Tribunal judiciaire de Bordeaux, le 28 juillet 2025, n°25/00309

Le Tribunal judiciaire de Bordeaux, statuant en référé le 28 juillet 2025, a été saisi par un bailleur commercial afin de voir prononcer la résolution d’un bail pour défaut de paiement des loyers et obtenir l’expulsion du locataire. Ce dernier avait été placé en liquidation judiciaire après la signification du commandement de payer. Le juge des référés a déclaré n’y avoir lieu à statuer sur les demandes principales, relevant l’incompétence de sa juridiction au profit du juge-commissaire, et a seulement alloué une provision sur le fondement de l’article 700 du code de procédure civile. Cette ordonnance illustre les limites de la procédure accélérée du référé face à l’ouverture d’une procédure collective et soulève la question de la répartition des compétences entre le juge civil et le juge de la liquidation. Elle invite à analyser, d’une part, l’effet paralysant du jugement d’ouverture sur les actions en résolution (I), et d’autre part, les modalités de traitement des créances nées antérieurement à ce jugement (II).

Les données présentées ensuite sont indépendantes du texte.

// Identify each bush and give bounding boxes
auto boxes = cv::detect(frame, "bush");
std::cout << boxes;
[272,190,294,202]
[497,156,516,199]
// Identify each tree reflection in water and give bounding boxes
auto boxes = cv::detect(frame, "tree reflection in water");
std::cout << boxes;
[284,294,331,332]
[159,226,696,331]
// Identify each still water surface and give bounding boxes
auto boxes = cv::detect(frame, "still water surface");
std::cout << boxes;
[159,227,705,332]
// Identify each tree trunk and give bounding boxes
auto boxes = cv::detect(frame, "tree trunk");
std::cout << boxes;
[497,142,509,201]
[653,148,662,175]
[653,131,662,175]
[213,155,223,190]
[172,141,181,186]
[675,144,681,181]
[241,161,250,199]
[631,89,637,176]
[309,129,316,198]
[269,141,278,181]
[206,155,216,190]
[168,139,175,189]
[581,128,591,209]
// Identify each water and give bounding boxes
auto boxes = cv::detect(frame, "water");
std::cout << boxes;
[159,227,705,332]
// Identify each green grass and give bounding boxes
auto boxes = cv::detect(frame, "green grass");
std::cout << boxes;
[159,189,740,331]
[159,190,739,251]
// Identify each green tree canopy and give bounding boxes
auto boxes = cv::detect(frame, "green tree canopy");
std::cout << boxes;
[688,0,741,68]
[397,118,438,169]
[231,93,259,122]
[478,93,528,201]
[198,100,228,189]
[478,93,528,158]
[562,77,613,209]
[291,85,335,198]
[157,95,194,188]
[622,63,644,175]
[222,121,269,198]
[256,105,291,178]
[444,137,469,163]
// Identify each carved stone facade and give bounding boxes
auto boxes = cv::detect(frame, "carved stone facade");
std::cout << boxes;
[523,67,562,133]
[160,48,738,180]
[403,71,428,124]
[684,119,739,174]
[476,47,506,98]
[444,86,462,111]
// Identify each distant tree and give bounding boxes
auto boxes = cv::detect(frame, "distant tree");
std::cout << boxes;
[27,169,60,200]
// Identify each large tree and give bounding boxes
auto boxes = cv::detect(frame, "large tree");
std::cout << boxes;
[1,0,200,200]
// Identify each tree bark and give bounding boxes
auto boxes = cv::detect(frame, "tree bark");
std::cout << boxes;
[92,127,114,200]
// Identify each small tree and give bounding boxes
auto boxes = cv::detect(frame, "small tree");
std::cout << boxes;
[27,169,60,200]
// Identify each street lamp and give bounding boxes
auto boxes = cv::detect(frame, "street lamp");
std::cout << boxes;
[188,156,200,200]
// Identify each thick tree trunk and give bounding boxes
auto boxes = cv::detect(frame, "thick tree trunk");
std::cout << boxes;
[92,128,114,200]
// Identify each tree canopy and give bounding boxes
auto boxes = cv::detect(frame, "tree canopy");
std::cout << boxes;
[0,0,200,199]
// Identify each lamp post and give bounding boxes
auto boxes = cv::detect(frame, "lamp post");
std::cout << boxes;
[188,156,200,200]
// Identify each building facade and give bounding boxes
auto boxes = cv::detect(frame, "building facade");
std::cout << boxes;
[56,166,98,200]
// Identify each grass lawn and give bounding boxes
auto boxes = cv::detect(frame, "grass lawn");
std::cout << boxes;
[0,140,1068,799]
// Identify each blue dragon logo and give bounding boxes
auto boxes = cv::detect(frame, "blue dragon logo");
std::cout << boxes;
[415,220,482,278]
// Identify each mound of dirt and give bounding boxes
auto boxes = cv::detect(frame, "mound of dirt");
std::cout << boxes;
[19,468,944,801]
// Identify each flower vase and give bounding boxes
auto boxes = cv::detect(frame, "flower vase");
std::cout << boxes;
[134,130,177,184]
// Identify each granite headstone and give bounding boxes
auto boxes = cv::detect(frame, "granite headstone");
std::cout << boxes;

I. L’ouverture d’une liquidation judiciaire : un obstacle à la compétence du juge des référés pour prononcer la résolution du bail

L’ordonnance rappelle avec netteté le principe de concentration des actions devant le juge-commissaire après l’ouverture d’une liquidation judiciaire. Le juge constate que le locataire « a été placée en liquidation judiciaire par jugement du tribunal de commerce de Fréjus en date du 27 mars 2025 ». Il applique alors strictement l’article L. 641-11-1 du code de commerce, en énonçant qu’« à compter du jugement d’ouverture de la liquidation judiciaire, toute action en résolution d’un contrat en cours relève de la seule compétence du juge commissaire ». Cette disposition, qui organise la poursuite forcée des contrats en cours, prive le bailleur de la possibilité d’agir en résolution devant son juge naturel, fût-ce en référé. Le juge des référés en déduit logiquement qu’« il ne relève donc pas de sa compétence de se prononcer sur la résiliation du bail ». Cette solution est conforme à l’économie du droit des procédures collectives, qui vise à préserver l’actif du débiteur et à organiser le traitement collectif des créances. L’existence d’une clause résolutoire expressément mise en œuvre par un commandement de payer régulier, resté sans effet, devient dès lors inopérante pour justifier une intervention du juge des référés. Le bailleur se voit ainsi contraint de saisir le juge-commissaire, à qui il appartiendra d’apprécier, dans le cadre de la procédure collective, l’opportunité de maintenir ou de résilier le contrat de bail. Cette règle de compétence impérative s’impose même lorsque, comme en l’espèce, la demande en référé était antérieure au jugement d’ouverture, démontrant la prééminence de la procédure collective sur les actions individuelles.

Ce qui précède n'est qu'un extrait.